Example: Presentation Layer (Using Riverpod)
user_notifier.dart
import 'package:flutter_riverpod/flutter_riverpod.dart';
import '../../domain/entities/user.dart';
import '../../domain/usecases/get_user.dart';
class UserNotifier extends StateNotifier<AsyncValue<User>> {
final GetUser getUser;
UserNotifier(this.getUser) : super(const AsyncLoading());
Future<void> loadUser(int id) async {
state = const AsyncLoading();
state = await AsyncValue.guard(() => getUser(id));
}
}
providers.dart
final userRepositoryProvider = Provider(
(ref) => UserRepositoryImpl(UserRemoteDataSource(http.Client())),
);
final getUserProvider = Provider(
(ref) => GetUser(ref.read(userRepositoryProvider)),
);
final userNotifierProvider =
StateNotifierProvider<UserNotifier, AsyncValue<User>>(
(ref) => UserNotifier(ref.read(getUserProvider)),
);
UI – user_page.dart
class UserPage extends ConsumerWidget {
const UserPage({super.key});
@override
Widget build(BuildContext context, WidgetRef ref) {
final userState = ref.watch(userNotifierProvider);
return Scaffold(
appBar: AppBar(title: const Text("User Details")),
body: userState.when(
data: (user) => Center(
child: Text("Hello, ${user.name}"),
),
error: (e, _) => Center(child: Text("Error: $e")),
loading: () => const Center(child: CircularProgressIndicator()),
),
);
}
}
How the Data Flows (Simple Diagram)
UI (Presentation)
|
▼
Use Case (Domain)
|
▼
Repository Interface (Domain)
|
▼
Repository Impl (Data)
|
▼
Remote / Local Datasource (Data)
Each layer communicates only with the layer below it.

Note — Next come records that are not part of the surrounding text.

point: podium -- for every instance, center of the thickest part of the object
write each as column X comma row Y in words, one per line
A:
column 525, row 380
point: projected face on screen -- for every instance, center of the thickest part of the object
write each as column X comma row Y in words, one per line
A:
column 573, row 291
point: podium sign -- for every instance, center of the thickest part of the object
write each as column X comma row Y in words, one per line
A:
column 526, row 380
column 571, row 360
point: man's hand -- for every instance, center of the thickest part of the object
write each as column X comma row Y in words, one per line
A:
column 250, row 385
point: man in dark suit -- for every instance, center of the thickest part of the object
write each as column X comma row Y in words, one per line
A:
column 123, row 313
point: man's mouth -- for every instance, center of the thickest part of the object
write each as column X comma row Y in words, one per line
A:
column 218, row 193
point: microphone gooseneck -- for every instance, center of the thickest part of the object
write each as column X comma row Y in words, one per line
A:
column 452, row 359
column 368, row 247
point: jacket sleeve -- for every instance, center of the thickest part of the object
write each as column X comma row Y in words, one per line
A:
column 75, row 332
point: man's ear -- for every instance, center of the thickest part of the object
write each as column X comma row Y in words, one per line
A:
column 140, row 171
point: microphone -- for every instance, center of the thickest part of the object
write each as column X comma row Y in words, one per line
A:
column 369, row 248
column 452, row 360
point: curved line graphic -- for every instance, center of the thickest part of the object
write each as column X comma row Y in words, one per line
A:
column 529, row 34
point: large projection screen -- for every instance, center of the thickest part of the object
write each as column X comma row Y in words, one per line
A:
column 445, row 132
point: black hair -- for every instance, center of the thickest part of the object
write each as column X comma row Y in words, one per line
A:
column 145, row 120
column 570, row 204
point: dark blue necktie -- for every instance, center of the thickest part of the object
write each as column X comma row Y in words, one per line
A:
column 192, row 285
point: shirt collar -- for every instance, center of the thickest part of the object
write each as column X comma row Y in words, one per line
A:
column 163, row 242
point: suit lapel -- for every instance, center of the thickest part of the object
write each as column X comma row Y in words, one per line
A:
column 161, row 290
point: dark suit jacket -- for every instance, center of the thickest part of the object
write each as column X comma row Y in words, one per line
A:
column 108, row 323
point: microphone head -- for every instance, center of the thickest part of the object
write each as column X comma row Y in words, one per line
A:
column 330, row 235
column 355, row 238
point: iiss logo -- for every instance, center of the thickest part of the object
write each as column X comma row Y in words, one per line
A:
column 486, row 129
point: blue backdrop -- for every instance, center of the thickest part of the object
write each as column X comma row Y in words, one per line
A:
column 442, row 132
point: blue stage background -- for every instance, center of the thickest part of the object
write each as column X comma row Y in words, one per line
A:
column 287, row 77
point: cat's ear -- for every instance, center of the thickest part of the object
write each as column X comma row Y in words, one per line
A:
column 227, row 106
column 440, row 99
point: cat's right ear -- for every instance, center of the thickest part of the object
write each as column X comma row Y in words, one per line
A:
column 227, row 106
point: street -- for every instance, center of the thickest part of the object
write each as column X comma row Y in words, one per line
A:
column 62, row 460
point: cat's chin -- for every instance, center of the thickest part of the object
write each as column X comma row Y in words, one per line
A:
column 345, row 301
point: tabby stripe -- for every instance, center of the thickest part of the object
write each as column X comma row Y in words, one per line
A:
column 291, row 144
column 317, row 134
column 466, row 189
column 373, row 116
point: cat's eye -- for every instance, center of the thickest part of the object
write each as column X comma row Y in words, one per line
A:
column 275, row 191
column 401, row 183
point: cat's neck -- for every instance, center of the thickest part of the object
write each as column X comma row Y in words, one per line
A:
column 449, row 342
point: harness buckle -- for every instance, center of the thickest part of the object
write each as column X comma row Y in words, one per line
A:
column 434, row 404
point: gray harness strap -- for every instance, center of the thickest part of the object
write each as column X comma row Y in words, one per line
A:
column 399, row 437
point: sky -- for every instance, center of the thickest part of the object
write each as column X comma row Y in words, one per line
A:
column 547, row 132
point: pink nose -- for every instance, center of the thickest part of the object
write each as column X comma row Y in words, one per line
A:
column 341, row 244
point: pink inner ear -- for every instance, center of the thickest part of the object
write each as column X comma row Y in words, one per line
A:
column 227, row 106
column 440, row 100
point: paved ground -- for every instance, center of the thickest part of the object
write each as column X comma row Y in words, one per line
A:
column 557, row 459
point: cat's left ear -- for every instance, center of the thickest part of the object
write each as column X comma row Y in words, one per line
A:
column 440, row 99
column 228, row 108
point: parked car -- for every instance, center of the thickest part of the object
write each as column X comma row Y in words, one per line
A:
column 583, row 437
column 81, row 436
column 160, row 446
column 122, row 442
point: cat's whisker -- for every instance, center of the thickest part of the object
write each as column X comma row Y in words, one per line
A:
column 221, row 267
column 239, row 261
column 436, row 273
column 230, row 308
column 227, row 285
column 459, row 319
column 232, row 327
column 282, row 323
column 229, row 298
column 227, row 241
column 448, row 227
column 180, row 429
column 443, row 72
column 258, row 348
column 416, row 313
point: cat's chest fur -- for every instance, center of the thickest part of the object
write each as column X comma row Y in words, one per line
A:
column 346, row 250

Why Clean Architecture Works Best for Large Flutter Apps
✔ Modular & Scalable
Easy to add new features without breaking existing ones.
✔ Testable
Domain logic is pure Dart → 100% unit test coverage is achievable.
✔ Team Friendly
Different teams can work on domain, data, UI independently.
✔ Replaceable
Want to switch from REST → GraphQL? Only update the data layer.
Best Practices for Clean Architecture in Flutter
- Use DI (GetIt / Riverpod)
- Maintain 1 use case = 1 responsibility
- Keep domain layer pure
- Avoid putting business logic in UI
- Keep widgets dumb, view models smart
- Add folder-by-feature for large apps
- Use Freezed for models & entities
Conclusion
Clean Architecture helps you build robust, scalable, testable Flutter apps suitable for enterprise-level products. With proper layering and separation of concerns, your code becomes future-proof and easier to extend.
If you’re building a long-term project or working in a team, Clean Architecture is absolutely worth implementing.